Over 70 million Ethiopians consume a crepe-like sourdough flatbread called injera as their staple food. Injera is cooked on large clay discs called mitads, heated over open fires. Yet mitads are extremely fragile: large, made from poor clay, and fired with pre-industrialized processes, they are quite prone to breaking. Bumps from children or animals, even thermal stress for normal firing and cooking can shatter a mitad.
Most families replace their mitads 4-7 times per year, at a cost of $5 each. Since the median Ethiopian family earns only $180 a year this is an onerous cost. Spending $30 on cooking discs often means there is not enough money to send children to school or buy other basic staples.
Surrounding a traditional clay mitad with a compressive band of steel pre-stresses the clay, just as rebar reinforces concrete bridges. By placing the ceramic earthenware in compression the disc is able to withstand day-to-day abuses. The surrounding band also allows for cracked mitads to be held together in a working condition for months, further reducing the impacts of breakage.
The Mighty Mitad is a pair of C-shaped metal bands with tabs at the ends for bolting the two halves of the circle around typically sized discs. By tightening the two C-shaped halves around the circumference of the mitad, the clay is radically strengthened.
The COGS is under $1, allowing manufacturers to make a profit at a retail price of $2 – increasing the cost of a replacement mitad only 30%. The modest cost increase is well within the spending capabilities of most first-time buyers, so explicitly saving for the device is unnecessary.
After demonstration of the benefits adoption has been rapid and the response overwhelmingly positive: over ten thousand units were sold in the first 6 months of production. After using the Mighty Mitad for several weeks the reviews were universally glowing, with families sending children to school with savings, buying new clothes, more nutritious food, and allowing them to save modest sums.
I worked with local entrepreneurs to setup production, distribution, and sales of the Mighty Mitad. By designing simple production tooling overall capital expenditures were kept under $300. Manufacturing is localized and relies on unskilled labor and readily available materials of low-carbon sheet steel and lag bolts. Keeping costs low enabled the business to be profitable in under 2 months of part-time operation.
Installation, distribution, and sale of the Mighty Mitad bands is then done by local clay-making villages. Relying on sales by claymakers ensures wide distribution of wares by established vendors, while reducing impacts on earthenware economies. While total sales volumes for clay vendors will certainly be reduced as replacements become unnecessary, we have found most clay making villages were are readily willing to participate in the Mighty Mitad project.
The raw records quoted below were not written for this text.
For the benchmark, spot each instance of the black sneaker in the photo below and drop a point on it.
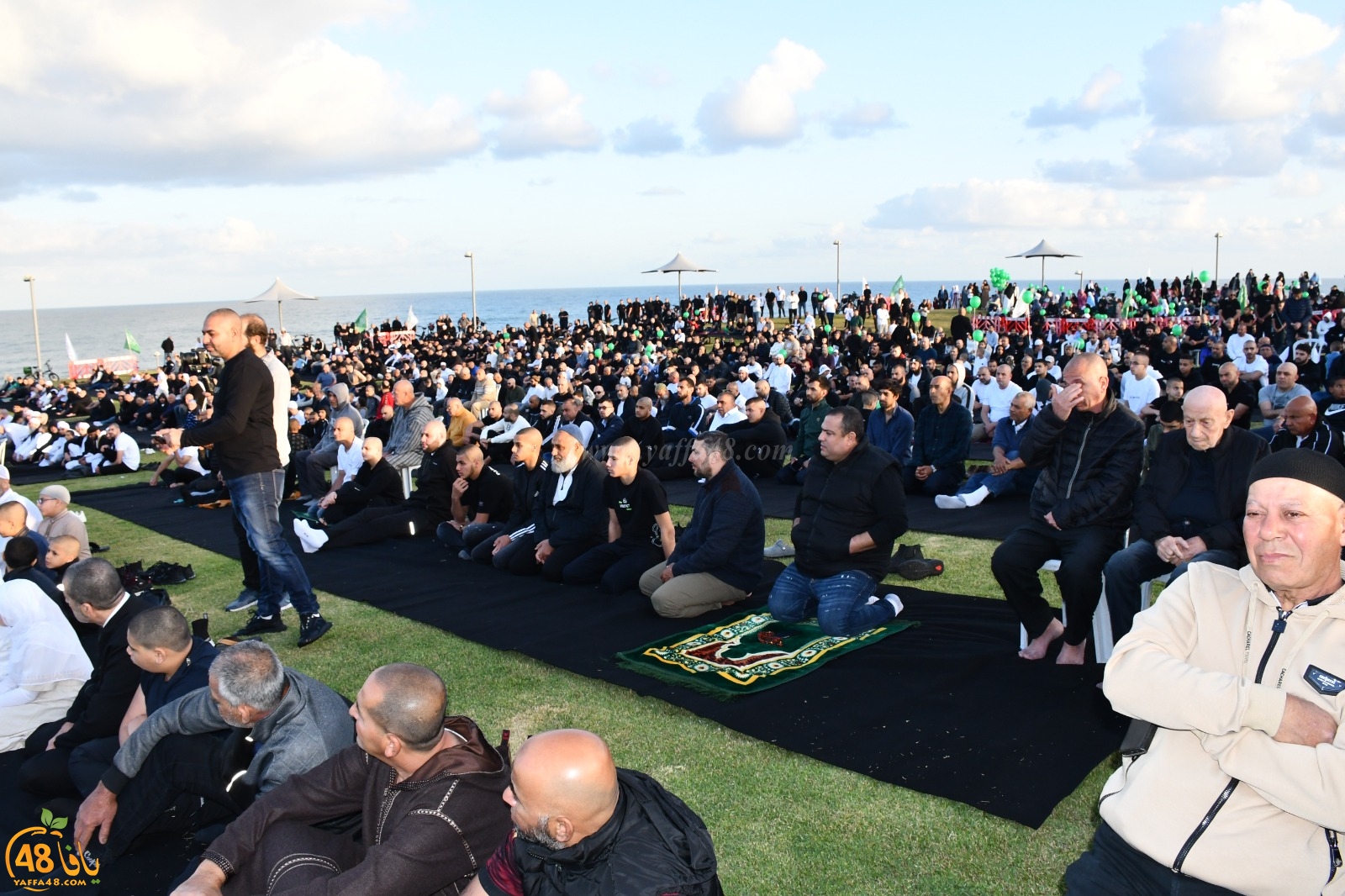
(311, 629)
(920, 568)
(260, 626)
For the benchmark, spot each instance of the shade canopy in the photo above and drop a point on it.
(679, 264)
(279, 293)
(1044, 250)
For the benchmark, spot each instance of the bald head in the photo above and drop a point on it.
(564, 788)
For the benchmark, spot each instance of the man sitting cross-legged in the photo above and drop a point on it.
(1009, 475)
(428, 788)
(1190, 506)
(1091, 448)
(568, 517)
(482, 494)
(849, 513)
(719, 557)
(420, 514)
(639, 529)
(280, 723)
(582, 825)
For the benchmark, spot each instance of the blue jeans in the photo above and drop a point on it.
(1015, 482)
(256, 502)
(1129, 569)
(838, 600)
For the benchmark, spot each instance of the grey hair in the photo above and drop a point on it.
(249, 673)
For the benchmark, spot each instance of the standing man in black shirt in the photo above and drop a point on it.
(242, 432)
(639, 530)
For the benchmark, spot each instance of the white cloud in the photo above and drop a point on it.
(1095, 104)
(249, 92)
(651, 136)
(990, 205)
(1255, 62)
(541, 120)
(760, 111)
(862, 119)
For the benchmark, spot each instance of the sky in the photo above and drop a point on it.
(175, 151)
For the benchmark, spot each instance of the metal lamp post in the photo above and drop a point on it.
(837, 244)
(472, 257)
(37, 336)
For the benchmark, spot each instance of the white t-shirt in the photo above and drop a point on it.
(129, 451)
(1138, 393)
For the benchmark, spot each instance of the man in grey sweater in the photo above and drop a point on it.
(177, 772)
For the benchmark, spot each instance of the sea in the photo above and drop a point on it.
(101, 331)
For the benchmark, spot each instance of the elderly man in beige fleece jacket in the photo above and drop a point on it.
(1241, 788)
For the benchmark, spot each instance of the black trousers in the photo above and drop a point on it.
(615, 566)
(1082, 551)
(377, 524)
(185, 774)
(522, 559)
(46, 772)
(1111, 867)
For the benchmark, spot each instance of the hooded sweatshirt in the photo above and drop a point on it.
(1216, 797)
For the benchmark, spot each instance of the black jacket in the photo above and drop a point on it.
(1234, 458)
(1089, 465)
(582, 517)
(861, 494)
(104, 698)
(435, 482)
(652, 844)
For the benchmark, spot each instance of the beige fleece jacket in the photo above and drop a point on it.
(1189, 665)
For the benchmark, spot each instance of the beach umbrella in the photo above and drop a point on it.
(679, 264)
(1044, 250)
(279, 293)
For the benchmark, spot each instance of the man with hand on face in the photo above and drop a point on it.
(1231, 779)
(582, 825)
(1089, 448)
(482, 494)
(428, 788)
(1190, 506)
(639, 530)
This is driven largely by the cultural impacts of mitad fragility.
The social stigma of having traditionally sold clay products that so negatively impact people's livelihoods is enormous: claymakers are widely despised and mistrusted. (Consider: if you sold a device every single person used daily, yet that broke every 10 weeks and cost so much to replace that many families could not afford to send their kids to school you also would be a hated pariah.) Thus we found most mitad makers / vendors were ready to embrace an opportunity to win back the trust of the wider community with a genuinely effective and improved product.